Şimdi hemen böylesi planlama döneminin bittiği gibi itirazlarını işitir gibiyim. Bu dostlara yanıtım şu olmaktadır. Bizim gibi ekonomilere kimler önceleri “kalkınmamış ya da geri kalmış ekonomiler” sıfatını verdi de, bir aşama sonra “kalkınmakta olan ekonomiler” sıfatını layık gördü, son kertede ise “gelişen piyasalar” (emerging markets) modelini uygun gördü. İşte değerli dostlar, aynen Washington Consensus dayatmasında olduğu gibi, bu isimler bize uygun görülürken ve Waşington Uzlaşması dayatılırken bizler kararda varmaydık? Yoksa acaba şöyle mi düşünmemiz gerekiyor: Tüm bu kararlar gelişmiş ülkeler tarafından kendi çıkarları doğrultusunda alınmakta ve yine kendi çıkarları doğrultusunda bizler dayatılmaktadır? Bunu düşünemeyiz, çünkü düşünürsek, modaya uymamış oluruz, ayıp olur, hatta otistik yapıya büründürülen iktisat bilim dünyasından dışlanırız, diye telaşa kapılırız. Farkında olmalıyız ki, biz emperyalizmi okuturken dahi, Batı kaynaklarından aktarma yaptığımız için sorunu da, sürecin işletilişini de tam olarak anlayamıyoruz, yorumlayamıyoruz. Kültür emperyalizminin şahika görüntüsü! Emperyalizmi, Paul Baran ile birlikte yazdığı “Monopoly Capital” kitabı ile anlatan ve tüm dünyaya öğreten Paul Sweezy ’yi, herkesin gıpta ile baktığı ve gitmek istediği ünlü Harvard Üniversitesi kadrosundan kovmadı mı? Durum budur!

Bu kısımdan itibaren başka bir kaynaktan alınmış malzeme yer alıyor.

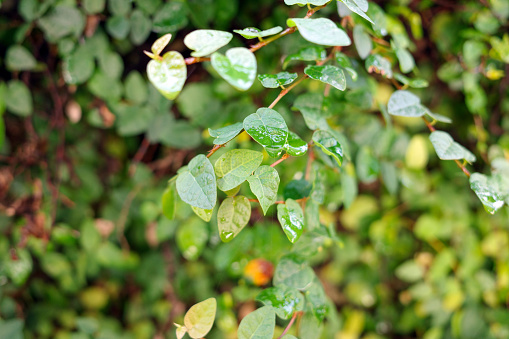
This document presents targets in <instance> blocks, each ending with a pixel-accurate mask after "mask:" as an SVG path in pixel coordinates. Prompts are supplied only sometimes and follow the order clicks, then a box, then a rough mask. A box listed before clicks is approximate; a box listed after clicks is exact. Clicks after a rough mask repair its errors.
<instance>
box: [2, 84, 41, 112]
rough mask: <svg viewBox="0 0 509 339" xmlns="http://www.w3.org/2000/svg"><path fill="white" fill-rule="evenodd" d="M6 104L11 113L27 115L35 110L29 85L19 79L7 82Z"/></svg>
mask: <svg viewBox="0 0 509 339" xmlns="http://www.w3.org/2000/svg"><path fill="white" fill-rule="evenodd" d="M5 106H6V108H7V110H8V111H9V112H11V113H14V114H16V115H19V116H21V117H27V116H29V115H31V114H32V112H33V109H34V108H33V104H32V94H31V93H30V90H29V89H28V87H27V86H26V85H25V84H24V83H23V82H21V81H19V80H11V81H9V83H8V84H7V93H6V95H5Z"/></svg>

Türkiye, Osmanlı’nın mirası olduğu kadar, soğuk savaş döneminde kapitalist ağın korunmasında olarak da örtülü şanssızlık tünelinde safa sürerken, bu safa tüneli sarhoşluğu Berlin Duvarı’nın yıkılışı ile de, maalesef, sonlandırılamadı, çünkü derin bir tarih de, yakın geçmiş de milleti devamlı uykuda tutarken, bu durum emperyalistin de işine geliyordu. Emperyaliste göre bu uyku, hatta mafyatik uyuşukluk işinde devam etmeliydi. Zira artık ortada komünist olmaması, Türkiye’deki sol alımlar da sönümlenmiş olarak, artık ne komünizme karşı “yeşil kuşak” ne de İslam dünyasına karşı “ılımlı İslâm” öğretisi-dayatmasına gereksinme vardı. Şimdiki konumuz, derin krizini bir türlü çözemeyen kapitalist merkezin görece büyük ve potansiyel olarak güçlü bir sömürü odağına olan ihtiyacını gidermekti. İşte 1999 sonuna doğru sürüklendiğimiz krize çözüm Dünya Bankası reçetesinde olması gerekirken, IMF’nin kapıya dayanması, bizi pohpohlarcasına gelişen piyasa olmamızdan değil, bizzat kendilerinin sömürülecek bir ekonomiye ihtiyaçları olmasındandı. Bu durum, IMF danışmanlarının bizzat Dünya Bankası makalelerini dahi atlayarak, lirayı güçlü para birimi dolara bağlayıp, 2001 Şubat ayında krize sürüklenmemize sebep olmasında da çok açık görülür. İşte o programdır ki, ekonomimiz, sanki gelişmiş bir üretim sektörü ve derin bir borsa yapısı varmış gibi, yüksek faiz peşinde koşan atıl Batılı fonların kucağına fırlatılmış oldu. Ve sonuç ortada!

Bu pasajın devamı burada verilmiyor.